Ce projet de loi affirme de grands principes auxquels chacun ne peut que souscrire : la liberté de la création artistique affirmée dès l'article 1er et les objectifs de l'action publique énoncés à l'article 2. L'égal accès des citoyens à la création artistique, le soutien aux artistes, la promotion de la circulation des oeuvres, la lutte contre la précarité de l'activité artistique sont autant de mesures chères au groupe Union des démocrates et indépendants. Les récents événements doivent, en outre, être l'occasion pour la représentation nationale de réaffirmer les principes fondamentaux du service public de la culture.

Je tiens également à saluer plusieurs dispositions prévues dans le projet de loi, notamment en matière de valorisation et de protection du patrimoine. La simplification des régimes juridiques applicables est opportune, tout comme les dispositions de l'article 11 sur l'élargissement de l'accès à l'offre culturelle pour les personnes atteintes d'une ou plusieurs déficiences. Le renforcement des actions de labellisation devrait également permettre de mieux encadrer les procédures de sélection des projets artistiques à travers des critères harmonisés et transparents.

Pour autant, plusieurs interrogations restent en suspens.

Les différentes lois territoriales n'ont pas permis de clarifier les compétences entre les différents échelons, et entre les collectivités et l'État, et ce projet de loi ne résout pas cet enchevêtrement. À ce titre, je déposerai un amendement visant à inscrire dans la loi l'existence d'une commission dédiée aux compétences partagées que sont la culture, le tourisme et le sport au sein des conférences territoriales de l'action publiques (CTAP). L'existence d'une telle commission permettra peut-être de rationaliser l'exercice des compétences partagées.

L'organisation des compétences entre l'État et les collectivités en matière de décentralisation des enseignements artistiques doit également être actée. Plus de dix ans après les lois de décentralisation, la cohérence territoriale de l'offre de formation n'est toujours pas assurée. Les régions doivent pourtant assumer ce rôle de chef de file et les missions des conservatoires doivent être valorisées. Je regrette d'ailleurs que, dans ce texte, l'articulation entre les pratiques amateurs et professionnelles ne soit pas mieux organisée. Au cours des débats, nous soutiendrons les propositions de mon collègue François de Mazières sur ce sujet, défendues parallèlement au Sénat par la présidente Catherine Morin-Desailly.

La discussion de ce projet de loi sera également l'occasion d'examiner sous forme d'amendement une disposition que j'avais présentée il y a quelque temps sous forme de proposition de loi : la possibilité pour les associations qui ont pour vocation la protection du patrimoine culturel de se constituer partie civile.

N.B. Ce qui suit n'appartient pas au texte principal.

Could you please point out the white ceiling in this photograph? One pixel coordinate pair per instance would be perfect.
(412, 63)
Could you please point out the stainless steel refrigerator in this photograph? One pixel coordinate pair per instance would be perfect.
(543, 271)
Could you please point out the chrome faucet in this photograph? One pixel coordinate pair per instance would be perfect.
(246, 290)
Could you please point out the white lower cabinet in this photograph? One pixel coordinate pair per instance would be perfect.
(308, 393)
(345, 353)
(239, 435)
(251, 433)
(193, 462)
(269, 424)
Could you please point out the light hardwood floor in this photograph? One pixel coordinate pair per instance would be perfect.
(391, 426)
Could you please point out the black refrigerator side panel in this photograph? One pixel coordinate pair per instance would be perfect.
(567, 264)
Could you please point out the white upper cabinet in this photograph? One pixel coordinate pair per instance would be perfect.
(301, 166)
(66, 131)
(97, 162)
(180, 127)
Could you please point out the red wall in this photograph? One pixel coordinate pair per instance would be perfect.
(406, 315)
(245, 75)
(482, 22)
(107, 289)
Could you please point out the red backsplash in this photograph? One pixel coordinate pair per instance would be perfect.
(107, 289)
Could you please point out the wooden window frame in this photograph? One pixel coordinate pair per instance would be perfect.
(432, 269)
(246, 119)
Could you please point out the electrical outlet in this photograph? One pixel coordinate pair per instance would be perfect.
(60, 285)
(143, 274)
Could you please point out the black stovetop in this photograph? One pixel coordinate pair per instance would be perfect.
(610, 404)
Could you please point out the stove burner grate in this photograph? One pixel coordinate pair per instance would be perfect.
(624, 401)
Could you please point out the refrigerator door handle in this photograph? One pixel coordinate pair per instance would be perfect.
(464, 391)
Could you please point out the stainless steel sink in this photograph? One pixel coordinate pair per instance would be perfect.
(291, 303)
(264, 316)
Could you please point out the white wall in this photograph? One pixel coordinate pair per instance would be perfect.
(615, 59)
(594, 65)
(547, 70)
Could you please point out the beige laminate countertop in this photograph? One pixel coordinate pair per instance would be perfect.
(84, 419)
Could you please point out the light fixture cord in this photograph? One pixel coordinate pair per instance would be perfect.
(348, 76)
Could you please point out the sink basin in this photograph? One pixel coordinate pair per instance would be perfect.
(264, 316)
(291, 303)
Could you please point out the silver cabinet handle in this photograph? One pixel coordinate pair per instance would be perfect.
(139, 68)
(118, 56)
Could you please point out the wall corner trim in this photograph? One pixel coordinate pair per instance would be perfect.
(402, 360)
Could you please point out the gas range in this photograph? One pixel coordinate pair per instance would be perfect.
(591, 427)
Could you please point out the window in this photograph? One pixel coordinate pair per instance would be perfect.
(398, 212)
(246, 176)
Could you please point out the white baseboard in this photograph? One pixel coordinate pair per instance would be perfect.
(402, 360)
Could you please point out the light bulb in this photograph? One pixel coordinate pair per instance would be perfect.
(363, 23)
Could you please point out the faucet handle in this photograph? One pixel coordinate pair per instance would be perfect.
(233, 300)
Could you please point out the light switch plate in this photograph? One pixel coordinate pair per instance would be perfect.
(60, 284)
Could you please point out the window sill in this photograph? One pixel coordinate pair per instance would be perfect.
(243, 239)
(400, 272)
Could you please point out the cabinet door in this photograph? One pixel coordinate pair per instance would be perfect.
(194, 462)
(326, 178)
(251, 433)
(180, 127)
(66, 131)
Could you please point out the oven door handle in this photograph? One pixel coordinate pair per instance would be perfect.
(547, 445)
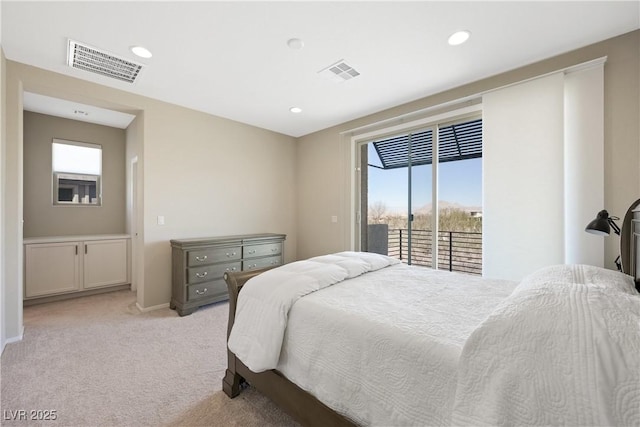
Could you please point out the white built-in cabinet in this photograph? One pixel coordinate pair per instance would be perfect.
(56, 266)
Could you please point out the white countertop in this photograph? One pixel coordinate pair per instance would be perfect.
(78, 238)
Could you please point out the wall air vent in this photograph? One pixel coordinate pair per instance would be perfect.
(339, 72)
(87, 58)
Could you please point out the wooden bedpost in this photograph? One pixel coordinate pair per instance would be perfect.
(232, 381)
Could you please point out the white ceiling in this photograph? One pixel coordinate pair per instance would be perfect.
(231, 59)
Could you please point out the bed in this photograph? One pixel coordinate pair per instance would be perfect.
(361, 339)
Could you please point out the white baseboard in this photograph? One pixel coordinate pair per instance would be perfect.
(152, 308)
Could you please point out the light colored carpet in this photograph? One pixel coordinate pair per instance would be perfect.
(99, 361)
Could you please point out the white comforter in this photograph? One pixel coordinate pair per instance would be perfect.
(264, 303)
(564, 349)
(414, 346)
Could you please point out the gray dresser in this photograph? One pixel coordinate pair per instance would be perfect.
(199, 264)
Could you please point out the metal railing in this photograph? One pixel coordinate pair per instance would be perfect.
(457, 250)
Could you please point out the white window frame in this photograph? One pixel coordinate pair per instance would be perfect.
(58, 176)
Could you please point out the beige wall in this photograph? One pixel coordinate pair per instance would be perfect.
(41, 217)
(2, 181)
(324, 176)
(206, 175)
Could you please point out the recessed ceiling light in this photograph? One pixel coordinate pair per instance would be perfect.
(141, 51)
(295, 43)
(459, 37)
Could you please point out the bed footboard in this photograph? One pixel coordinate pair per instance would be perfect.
(233, 381)
(301, 405)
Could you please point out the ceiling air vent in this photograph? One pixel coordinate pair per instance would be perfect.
(339, 72)
(84, 57)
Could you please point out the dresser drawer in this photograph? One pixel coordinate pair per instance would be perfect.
(254, 251)
(211, 272)
(206, 290)
(207, 256)
(262, 262)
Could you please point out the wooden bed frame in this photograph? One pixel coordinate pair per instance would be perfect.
(298, 403)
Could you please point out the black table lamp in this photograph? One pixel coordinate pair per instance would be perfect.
(602, 226)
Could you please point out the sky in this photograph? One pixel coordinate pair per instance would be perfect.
(458, 182)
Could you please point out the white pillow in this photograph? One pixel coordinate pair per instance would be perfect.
(580, 274)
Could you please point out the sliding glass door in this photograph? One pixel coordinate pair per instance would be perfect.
(402, 213)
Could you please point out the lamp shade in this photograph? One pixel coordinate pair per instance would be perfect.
(600, 225)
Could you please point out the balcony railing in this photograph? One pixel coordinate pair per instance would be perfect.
(457, 250)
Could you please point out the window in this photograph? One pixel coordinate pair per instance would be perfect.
(400, 216)
(77, 173)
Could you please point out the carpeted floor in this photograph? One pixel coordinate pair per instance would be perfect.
(98, 361)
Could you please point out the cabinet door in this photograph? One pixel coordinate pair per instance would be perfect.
(105, 263)
(52, 268)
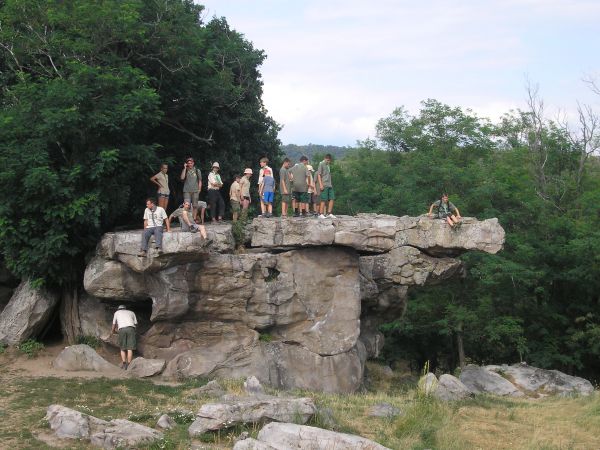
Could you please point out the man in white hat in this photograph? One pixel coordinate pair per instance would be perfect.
(215, 200)
(125, 322)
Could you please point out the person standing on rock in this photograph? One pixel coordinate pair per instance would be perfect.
(264, 164)
(245, 190)
(125, 322)
(154, 216)
(300, 176)
(445, 211)
(267, 192)
(285, 185)
(192, 184)
(235, 197)
(326, 188)
(215, 200)
(161, 179)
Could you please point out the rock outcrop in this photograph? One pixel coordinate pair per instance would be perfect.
(118, 433)
(27, 312)
(217, 416)
(302, 437)
(298, 307)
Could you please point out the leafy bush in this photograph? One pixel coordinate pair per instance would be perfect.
(30, 347)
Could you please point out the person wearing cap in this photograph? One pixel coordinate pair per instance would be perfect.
(192, 184)
(300, 176)
(154, 216)
(235, 197)
(124, 321)
(245, 191)
(267, 191)
(215, 200)
(264, 164)
(285, 185)
(311, 188)
(326, 188)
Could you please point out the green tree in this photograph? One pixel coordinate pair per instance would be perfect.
(93, 95)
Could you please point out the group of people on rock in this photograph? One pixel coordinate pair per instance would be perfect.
(307, 192)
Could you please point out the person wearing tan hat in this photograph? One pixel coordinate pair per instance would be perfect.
(245, 191)
(215, 200)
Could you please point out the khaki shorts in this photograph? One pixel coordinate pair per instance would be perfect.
(127, 338)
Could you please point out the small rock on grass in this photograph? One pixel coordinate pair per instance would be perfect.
(165, 422)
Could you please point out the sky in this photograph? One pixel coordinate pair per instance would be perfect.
(334, 68)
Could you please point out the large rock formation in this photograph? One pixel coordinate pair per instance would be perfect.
(297, 307)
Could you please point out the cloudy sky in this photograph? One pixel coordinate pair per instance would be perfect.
(335, 67)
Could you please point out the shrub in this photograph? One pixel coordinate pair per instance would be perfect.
(30, 347)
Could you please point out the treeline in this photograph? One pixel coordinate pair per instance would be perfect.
(538, 299)
(313, 151)
(94, 95)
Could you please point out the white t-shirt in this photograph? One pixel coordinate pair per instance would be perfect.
(155, 218)
(124, 318)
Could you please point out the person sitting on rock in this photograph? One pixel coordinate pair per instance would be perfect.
(125, 322)
(154, 216)
(186, 219)
(445, 210)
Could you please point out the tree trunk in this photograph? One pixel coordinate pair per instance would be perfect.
(460, 346)
(69, 314)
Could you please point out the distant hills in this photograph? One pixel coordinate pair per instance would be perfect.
(294, 152)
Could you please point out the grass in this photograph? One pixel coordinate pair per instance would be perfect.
(483, 422)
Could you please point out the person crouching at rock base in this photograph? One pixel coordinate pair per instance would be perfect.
(154, 216)
(267, 191)
(245, 192)
(125, 322)
(186, 219)
(445, 210)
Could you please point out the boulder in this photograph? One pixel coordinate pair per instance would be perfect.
(83, 357)
(165, 422)
(121, 433)
(302, 437)
(118, 433)
(68, 423)
(542, 382)
(290, 309)
(26, 314)
(450, 388)
(141, 367)
(481, 380)
(216, 416)
(210, 389)
(383, 410)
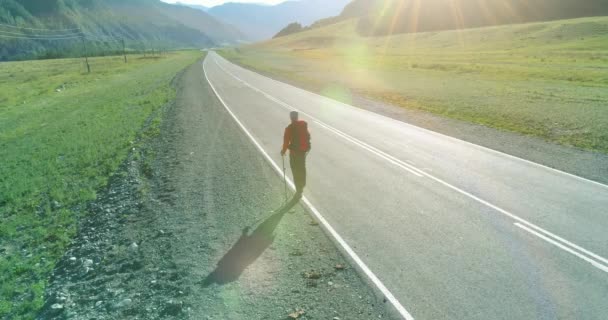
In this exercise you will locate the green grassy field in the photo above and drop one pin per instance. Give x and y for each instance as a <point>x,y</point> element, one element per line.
<point>543,79</point>
<point>62,134</point>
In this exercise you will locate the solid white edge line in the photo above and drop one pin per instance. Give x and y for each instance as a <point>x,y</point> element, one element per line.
<point>388,295</point>
<point>403,165</point>
<point>389,157</point>
<point>424,129</point>
<point>592,262</point>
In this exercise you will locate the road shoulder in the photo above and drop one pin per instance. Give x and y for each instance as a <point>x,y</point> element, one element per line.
<point>185,231</point>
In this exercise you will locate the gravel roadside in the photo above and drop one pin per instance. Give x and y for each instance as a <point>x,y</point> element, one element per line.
<point>190,234</point>
<point>587,164</point>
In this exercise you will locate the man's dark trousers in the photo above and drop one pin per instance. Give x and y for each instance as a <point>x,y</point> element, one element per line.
<point>297,161</point>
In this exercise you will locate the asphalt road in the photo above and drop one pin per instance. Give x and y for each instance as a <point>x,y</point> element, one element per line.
<point>451,230</point>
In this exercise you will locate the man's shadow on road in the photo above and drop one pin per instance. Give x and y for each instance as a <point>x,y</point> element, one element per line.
<point>248,248</point>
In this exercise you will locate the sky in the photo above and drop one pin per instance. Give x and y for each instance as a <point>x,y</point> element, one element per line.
<point>211,3</point>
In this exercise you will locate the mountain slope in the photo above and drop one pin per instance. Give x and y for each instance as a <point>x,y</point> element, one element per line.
<point>262,22</point>
<point>382,17</point>
<point>141,23</point>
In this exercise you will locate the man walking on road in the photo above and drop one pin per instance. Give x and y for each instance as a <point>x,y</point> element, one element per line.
<point>297,140</point>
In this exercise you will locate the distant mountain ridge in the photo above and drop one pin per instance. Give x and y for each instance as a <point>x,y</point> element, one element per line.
<point>261,22</point>
<point>140,23</point>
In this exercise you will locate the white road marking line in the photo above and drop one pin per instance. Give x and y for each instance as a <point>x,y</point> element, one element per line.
<point>427,130</point>
<point>371,149</point>
<point>484,202</point>
<point>406,166</point>
<point>388,295</point>
<point>591,261</point>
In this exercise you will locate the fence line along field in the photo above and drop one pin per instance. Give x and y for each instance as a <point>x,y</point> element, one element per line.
<point>62,133</point>
<point>548,79</point>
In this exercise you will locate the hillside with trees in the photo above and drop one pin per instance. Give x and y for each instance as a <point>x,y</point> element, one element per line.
<point>385,17</point>
<point>382,17</point>
<point>32,29</point>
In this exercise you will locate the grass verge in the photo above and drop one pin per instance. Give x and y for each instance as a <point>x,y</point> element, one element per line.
<point>548,80</point>
<point>62,134</point>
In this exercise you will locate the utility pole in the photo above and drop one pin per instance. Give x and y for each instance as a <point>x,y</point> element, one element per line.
<point>86,56</point>
<point>124,53</point>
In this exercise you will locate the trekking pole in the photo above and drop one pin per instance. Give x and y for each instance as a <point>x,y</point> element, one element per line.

À bien des égards, la prise en compte de ces associations permettrait de lutter plus efficacement contre les vols et trafics de biens culturels en élargissant les possibilités de recourir à la justice.

Enfin, j'ajouterai qu'il convient d'être particulièrement sobre et vigilant en cette période d'inflation législative. L'harmonisation des procédures ou l'allégement des structures ne doit pas se faire au détriment de la simplification. Il ne faudrait pas, particulièrement dans le domaine de l'architecture et de la protection du patrimoine, alourdir des procédures déjà complexes et allonger la prise de décision, fût-ce au prix de l'harmonisation.